Recently, a federal judge in Houston demonstrated some federal courts will carefully examine the totality of the circumstances when considering their jurisdiction, and will not be swayed by manipulative corporate shell games sometimes intended to deprive them of jurisdiction.  LNY 5003, LLC v. Zurich Am. Ins. Co., No. 4:20-cv-02992, 2021 WL 4026292 (S.D. Tex.
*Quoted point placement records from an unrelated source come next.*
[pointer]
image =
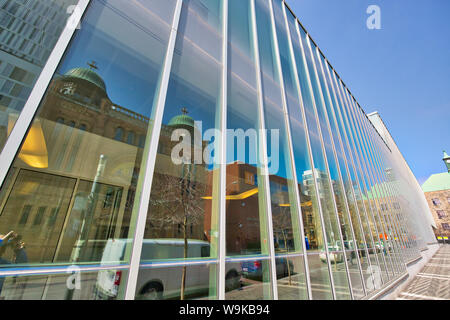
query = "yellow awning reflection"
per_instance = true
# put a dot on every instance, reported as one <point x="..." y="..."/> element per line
<point x="304" y="204"/>
<point x="34" y="149"/>
<point x="240" y="196"/>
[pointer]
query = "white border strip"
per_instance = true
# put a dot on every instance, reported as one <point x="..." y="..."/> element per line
<point x="20" y="129"/>
<point x="148" y="176"/>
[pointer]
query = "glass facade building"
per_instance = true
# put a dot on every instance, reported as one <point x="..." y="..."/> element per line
<point x="190" y="149"/>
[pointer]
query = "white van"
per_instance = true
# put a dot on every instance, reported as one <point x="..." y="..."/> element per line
<point x="162" y="282"/>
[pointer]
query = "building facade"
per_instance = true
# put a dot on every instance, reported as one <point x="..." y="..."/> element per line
<point x="437" y="193"/>
<point x="196" y="149"/>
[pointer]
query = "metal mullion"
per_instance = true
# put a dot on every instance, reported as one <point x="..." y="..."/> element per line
<point x="367" y="162"/>
<point x="263" y="152"/>
<point x="362" y="185"/>
<point x="374" y="168"/>
<point x="352" y="165"/>
<point x="327" y="254"/>
<point x="223" y="158"/>
<point x="19" y="131"/>
<point x="342" y="181"/>
<point x="291" y="154"/>
<point x="326" y="160"/>
<point x="151" y="158"/>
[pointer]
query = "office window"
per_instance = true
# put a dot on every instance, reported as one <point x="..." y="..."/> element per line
<point x="441" y="214"/>
<point x="436" y="202"/>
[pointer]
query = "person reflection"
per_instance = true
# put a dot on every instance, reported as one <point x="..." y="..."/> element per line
<point x="16" y="246"/>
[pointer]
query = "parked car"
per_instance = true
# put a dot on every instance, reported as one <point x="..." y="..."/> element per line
<point x="254" y="269"/>
<point x="163" y="283"/>
<point x="334" y="253"/>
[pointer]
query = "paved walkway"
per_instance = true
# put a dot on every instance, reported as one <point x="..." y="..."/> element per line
<point x="433" y="281"/>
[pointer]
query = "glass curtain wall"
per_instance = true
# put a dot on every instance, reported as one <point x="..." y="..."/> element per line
<point x="30" y="30"/>
<point x="116" y="190"/>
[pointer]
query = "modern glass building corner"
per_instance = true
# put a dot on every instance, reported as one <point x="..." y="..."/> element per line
<point x="190" y="149"/>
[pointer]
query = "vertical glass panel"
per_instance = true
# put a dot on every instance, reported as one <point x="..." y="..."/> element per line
<point x="75" y="189"/>
<point x="314" y="238"/>
<point x="164" y="283"/>
<point x="327" y="193"/>
<point x="358" y="242"/>
<point x="375" y="192"/>
<point x="182" y="217"/>
<point x="72" y="285"/>
<point x="353" y="184"/>
<point x="282" y="188"/>
<point x="387" y="241"/>
<point x="246" y="229"/>
<point x="291" y="277"/>
<point x="325" y="113"/>
<point x="30" y="30"/>
<point x="380" y="265"/>
<point x="254" y="282"/>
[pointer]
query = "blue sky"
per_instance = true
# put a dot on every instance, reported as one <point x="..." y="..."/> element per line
<point x="402" y="71"/>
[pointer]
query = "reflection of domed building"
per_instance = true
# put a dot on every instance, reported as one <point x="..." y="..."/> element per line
<point x="82" y="136"/>
<point x="84" y="104"/>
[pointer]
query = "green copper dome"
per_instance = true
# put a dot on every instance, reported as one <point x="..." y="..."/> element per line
<point x="181" y="120"/>
<point x="88" y="75"/>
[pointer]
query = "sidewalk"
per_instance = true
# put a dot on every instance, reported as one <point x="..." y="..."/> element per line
<point x="433" y="281"/>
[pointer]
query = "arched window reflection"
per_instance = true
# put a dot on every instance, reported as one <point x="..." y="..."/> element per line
<point x="119" y="134"/>
<point x="130" y="138"/>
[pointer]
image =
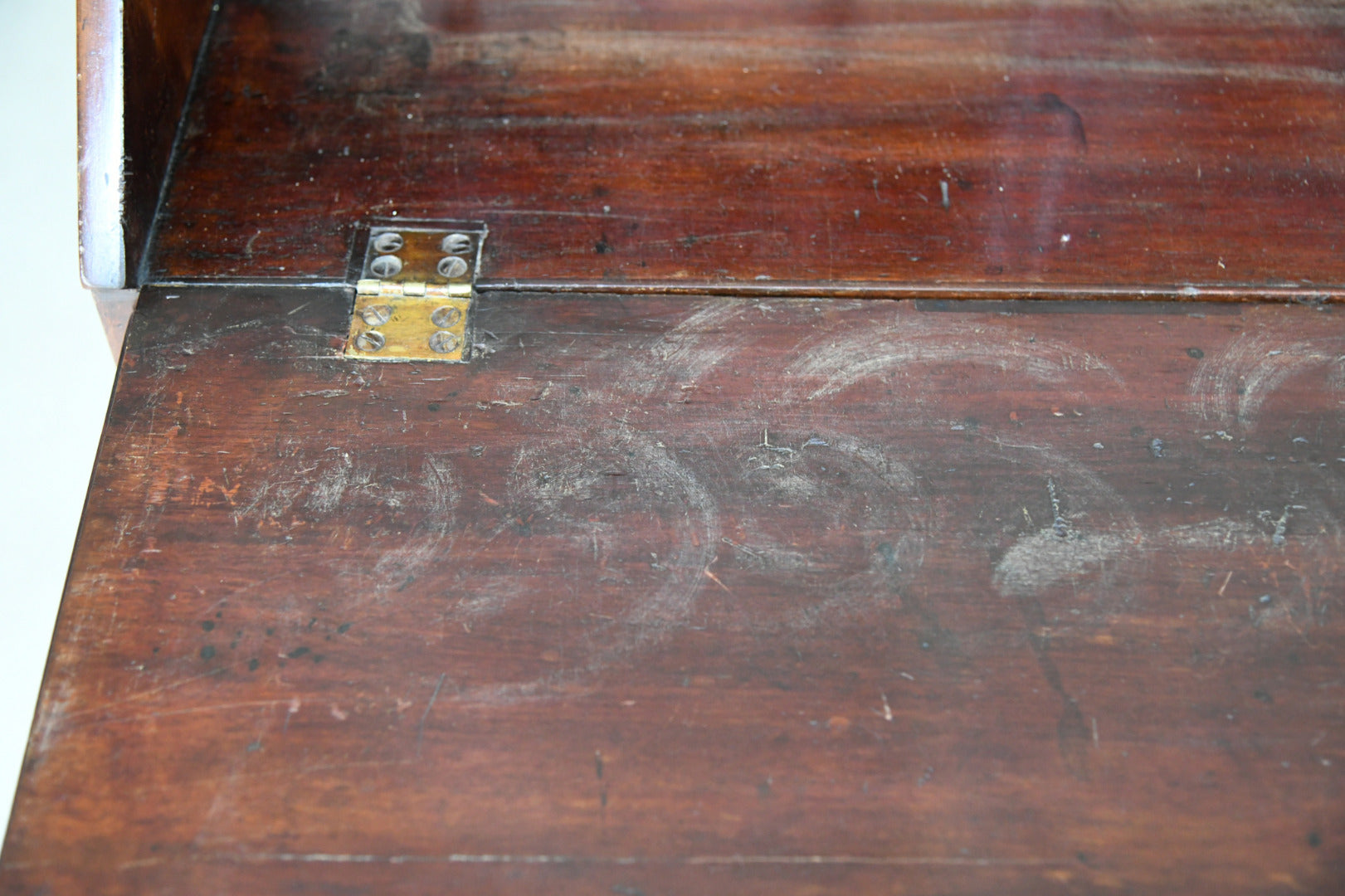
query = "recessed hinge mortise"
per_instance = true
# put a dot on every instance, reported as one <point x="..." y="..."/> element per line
<point x="415" y="296"/>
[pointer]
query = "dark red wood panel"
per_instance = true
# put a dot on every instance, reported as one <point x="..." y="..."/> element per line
<point x="970" y="147"/>
<point x="704" y="595"/>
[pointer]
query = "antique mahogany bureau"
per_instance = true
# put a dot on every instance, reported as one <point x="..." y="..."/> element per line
<point x="688" y="447"/>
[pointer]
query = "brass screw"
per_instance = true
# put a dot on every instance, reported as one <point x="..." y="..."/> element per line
<point x="452" y="266"/>
<point x="443" y="342"/>
<point x="446" y="316"/>
<point x="370" y="341"/>
<point x="377" y="315"/>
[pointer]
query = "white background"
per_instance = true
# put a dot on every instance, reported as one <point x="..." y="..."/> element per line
<point x="56" y="368"/>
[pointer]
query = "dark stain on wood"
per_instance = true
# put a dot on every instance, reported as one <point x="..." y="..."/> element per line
<point x="704" y="595"/>
<point x="962" y="147"/>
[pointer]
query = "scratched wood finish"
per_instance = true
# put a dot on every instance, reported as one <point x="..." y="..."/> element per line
<point x="705" y="595"/>
<point x="1084" y="145"/>
<point x="156" y="47"/>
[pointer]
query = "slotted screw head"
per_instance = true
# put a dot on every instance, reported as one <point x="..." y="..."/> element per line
<point x="446" y="316"/>
<point x="443" y="342"/>
<point x="370" y="341"/>
<point x="377" y="315"/>
<point x="456" y="244"/>
<point x="452" y="266"/>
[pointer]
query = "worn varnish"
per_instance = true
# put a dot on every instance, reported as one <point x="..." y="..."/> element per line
<point x="977" y="149"/>
<point x="136" y="60"/>
<point x="705" y="595"/>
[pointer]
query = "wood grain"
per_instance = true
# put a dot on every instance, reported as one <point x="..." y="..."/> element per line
<point x="136" y="60"/>
<point x="704" y="595"/>
<point x="1161" y="149"/>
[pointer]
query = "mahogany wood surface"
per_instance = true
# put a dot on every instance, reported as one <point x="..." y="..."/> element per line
<point x="1085" y="145"/>
<point x="704" y="597"/>
<point x="156" y="46"/>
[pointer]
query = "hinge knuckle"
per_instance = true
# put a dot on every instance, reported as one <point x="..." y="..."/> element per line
<point x="415" y="296"/>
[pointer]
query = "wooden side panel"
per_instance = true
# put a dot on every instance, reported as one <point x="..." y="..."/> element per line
<point x="959" y="145"/>
<point x="713" y="595"/>
<point x="136" y="58"/>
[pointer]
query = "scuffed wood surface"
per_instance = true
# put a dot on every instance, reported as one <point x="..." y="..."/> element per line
<point x="1084" y="145"/>
<point x="156" y="47"/>
<point x="690" y="597"/>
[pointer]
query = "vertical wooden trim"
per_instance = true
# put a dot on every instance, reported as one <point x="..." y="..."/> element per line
<point x="103" y="249"/>
<point x="136" y="65"/>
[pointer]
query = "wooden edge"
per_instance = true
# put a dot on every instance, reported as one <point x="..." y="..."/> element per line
<point x="136" y="61"/>
<point x="103" y="251"/>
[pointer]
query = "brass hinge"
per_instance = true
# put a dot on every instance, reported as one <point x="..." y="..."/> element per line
<point x="415" y="296"/>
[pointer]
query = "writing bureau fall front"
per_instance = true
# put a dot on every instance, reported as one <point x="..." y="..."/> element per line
<point x="860" y="447"/>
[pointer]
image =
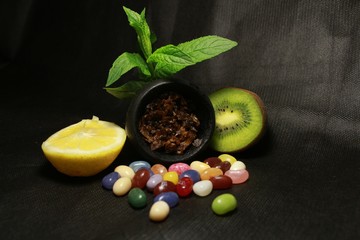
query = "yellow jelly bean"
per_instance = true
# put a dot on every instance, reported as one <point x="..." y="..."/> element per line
<point x="171" y="177"/>
<point x="227" y="157"/>
<point x="199" y="166"/>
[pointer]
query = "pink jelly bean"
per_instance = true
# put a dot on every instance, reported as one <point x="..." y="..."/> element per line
<point x="179" y="168"/>
<point x="238" y="176"/>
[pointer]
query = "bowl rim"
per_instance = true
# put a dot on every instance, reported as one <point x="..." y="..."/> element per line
<point x="149" y="92"/>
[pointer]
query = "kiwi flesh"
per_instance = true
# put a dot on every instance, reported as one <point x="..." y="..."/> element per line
<point x="240" y="118"/>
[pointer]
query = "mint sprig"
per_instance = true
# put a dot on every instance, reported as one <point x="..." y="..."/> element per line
<point x="164" y="62"/>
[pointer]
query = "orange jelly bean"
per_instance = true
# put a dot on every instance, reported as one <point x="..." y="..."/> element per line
<point x="210" y="172"/>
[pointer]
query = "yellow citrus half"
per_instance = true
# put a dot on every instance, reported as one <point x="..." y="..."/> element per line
<point x="85" y="148"/>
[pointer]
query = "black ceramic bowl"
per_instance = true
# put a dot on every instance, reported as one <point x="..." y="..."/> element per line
<point x="202" y="109"/>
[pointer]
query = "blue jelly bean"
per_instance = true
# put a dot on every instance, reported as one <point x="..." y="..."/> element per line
<point x="171" y="198"/>
<point x="109" y="180"/>
<point x="136" y="165"/>
<point x="192" y="174"/>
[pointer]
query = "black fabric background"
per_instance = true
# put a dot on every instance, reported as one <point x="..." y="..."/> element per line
<point x="301" y="57"/>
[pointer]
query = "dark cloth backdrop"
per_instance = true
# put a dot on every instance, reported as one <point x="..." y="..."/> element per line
<point x="301" y="57"/>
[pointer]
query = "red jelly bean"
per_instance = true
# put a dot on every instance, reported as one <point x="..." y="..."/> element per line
<point x="221" y="182"/>
<point x="224" y="166"/>
<point x="164" y="186"/>
<point x="140" y="178"/>
<point x="212" y="161"/>
<point x="184" y="187"/>
<point x="238" y="176"/>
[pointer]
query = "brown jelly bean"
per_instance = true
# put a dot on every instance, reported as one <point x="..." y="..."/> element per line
<point x="221" y="182"/>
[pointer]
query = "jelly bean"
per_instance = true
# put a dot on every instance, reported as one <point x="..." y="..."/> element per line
<point x="139" y="164"/>
<point x="159" y="211"/>
<point x="137" y="198"/>
<point x="153" y="181"/>
<point x="141" y="177"/>
<point x="193" y="174"/>
<point x="159" y="169"/>
<point x="227" y="157"/>
<point x="199" y="166"/>
<point x="170" y="198"/>
<point x="164" y="186"/>
<point x="179" y="168"/>
<point x="109" y="180"/>
<point x="221" y="182"/>
<point x="238" y="165"/>
<point x="125" y="171"/>
<point x="203" y="188"/>
<point x="224" y="204"/>
<point x="210" y="172"/>
<point x="212" y="161"/>
<point x="184" y="187"/>
<point x="224" y="166"/>
<point x="122" y="186"/>
<point x="238" y="176"/>
<point x="171" y="177"/>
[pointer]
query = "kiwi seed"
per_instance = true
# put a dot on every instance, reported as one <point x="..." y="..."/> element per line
<point x="240" y="119"/>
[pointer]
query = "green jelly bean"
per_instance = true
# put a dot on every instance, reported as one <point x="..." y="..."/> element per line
<point x="224" y="204"/>
<point x="137" y="198"/>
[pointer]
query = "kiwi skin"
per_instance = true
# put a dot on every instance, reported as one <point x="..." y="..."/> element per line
<point x="253" y="141"/>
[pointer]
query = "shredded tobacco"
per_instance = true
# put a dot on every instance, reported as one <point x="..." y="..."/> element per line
<point x="169" y="125"/>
Sep. 3, 2021) involved a claim for COVID-19 shutdown-related losses by the Houston-based restaurant empire Fertitta Entertainment, Inc.  Although Fertitta has global operations, including restaurants in Asia which were affected by COVID-19 well before most American business were, it is based in Texas.  Its insurer, Zurich, is a New York corporation with its principal place of business in Illinois.

In February 2020, apparently anticipating the effect of COVID-19 on its restaurant business, Fertitta formed a new LLC titled LNY 5003, with members in both Texas and Illinois.  Fertitta then assigned its rights in the Zurich insurance policy to LNY, and LNY promptly sued Zurich in Texas state court.  When Zurich removed the case to federal court, LNY argued the federal courts did not have diversity jurisdiction because both it and Zurich were citizens of Illinois.

The court first rejected LNY’s argument that the court did not even have power to consider whether the assignment was genuine, and then carefully examined the formation of LNY, Fertitta’s assignment of rights to it, and the policy’s anti-assignment clause.  The court observed the assignment did not appear to be an arms-length transaction, but involved entities that were wholly owned by Fertitta and individuals who were officers, directors, or shareholders of those Fertitta-owned entities.  And in addition to the apparently sham nature of the assignment, it directly violated the policy’s anti-assignment clause. 

LNY argued it had been assigned claims, and assignment of those claims was not barred by the contractual anti-assignment clause.  Rejecting this argument, the court concluded LNY’s contractual claims were in fact barred by the contractual anti-assignment clause, and its claims for common-law bad faith and Texas Insurance Code violations were non-assignable as a matter of Texas law.

The court ultimately concluded Fertitta, not LNY, was the real party in interest, diversity jurisdiction existed, LNY’s motion to remand must be denied, and LNY could not proceed any further as plaintiff.